Having difficulty understanding what happens when reversing order of quaternion multiplication.

Question

The textbook I am reading claims that quaternion multiplication works like so:

$ q_1q_2 = V_1 \times V_2 + s_1V_2+s_2V_1+s_1s_2-V_1 \cdot V_2 $

Which is a simplified view of

$ q_1q_2 = (x_1w_2+y_1z_2-z_1y_2+w_1x_2)i\\ +(y_1w_2+z_1x_2+w_1y_2-x_1z_2)j\\ +(z_1w_2+w_1z_2+x_1y_2-y_1x_2)k\\ +(w_1w_2-x_1x_2-y_1y_2-z_1z_2) $

where $q$ is defined as:

$q=xi+yj+zk+w$

Which makes sense to me if you take into consideration the multiplication rule for quaternions:

$i^2=j^2=k^2=ijk=-1$

The thing that I don't understand is how reversing the order of quaternion multiplication works. The textbook defines it as:

$q_2q_1=q_1q_2-2(V_1 \times V_2)$

However I have no idea how to go about obtaining this result.

Answer 1

So we start with the "definition" of multiplication: $$ q_1q_2 = V_1 \times V_2 + s_1V_2+s_2V_1+s_1s_2-V_1 \cdot V_2 $$ and then ask ourselves, what would be $q_2 q_1$, instead?
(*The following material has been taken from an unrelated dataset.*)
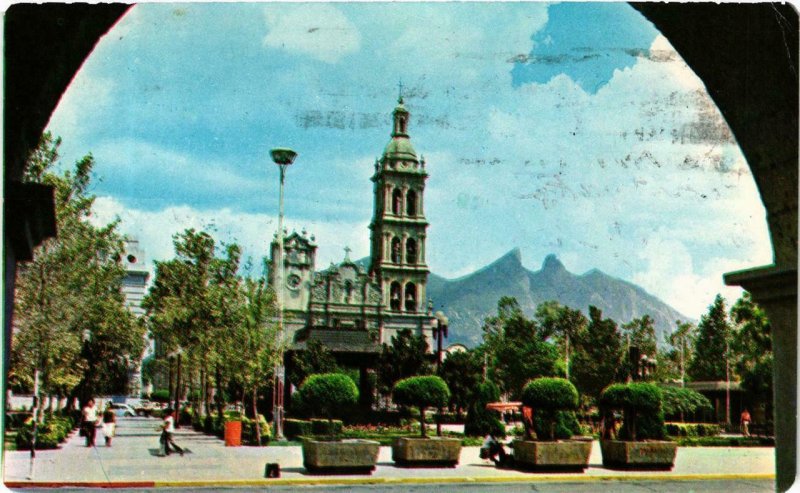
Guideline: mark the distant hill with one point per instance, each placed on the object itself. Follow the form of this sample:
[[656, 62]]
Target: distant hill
[[468, 300]]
Well, we simply need to swap the indices:

$$\ \begin{split} q_2q_1 &= V_2 \times V_1 + s_2V_1+s_1V_2+s_2s_1-V_2 \cdot V_1\\ &= V_2 \times V_1 + s_2V_1+s_1V_2+s_1s_2-V_1 \cdot V_2\\ \end{split} $$ The last two terms were switched because both scalar multiplication and dot product are commutative. Now you can easily subtract $q_2q_1 - q_1q_2$ to get the result $$ \begin{split} q_2 q_1 - q_1 q_2 &= V_2 \times V_1 - V_1 \times V_2\\ &= -V_1 \times V_2 - V_1 \times V_2\\ &= -2V_1 \times V_2\\ \end{split} $$

Answer 2

In $q_1q_2 = V_1 \times V_2 + s_1V_2+s_2V_1+s_1s_2-V_1 \cdot V_2$ the $s_1V_2+s_2V_1+s_1s_2-V_1 \cdot V_2$ part is symmetrical in $1,2$. Hence won't change when you permute the $q_1q_2$ product.

The only part that changes is $V_1 \times V_2$ which is anticommutative, i.e. $V_2 \times V_1 = -V_1 \times V_2$.

This explains the result $q_2q_1=q_1q_2-2(V_1 \times V_2)$.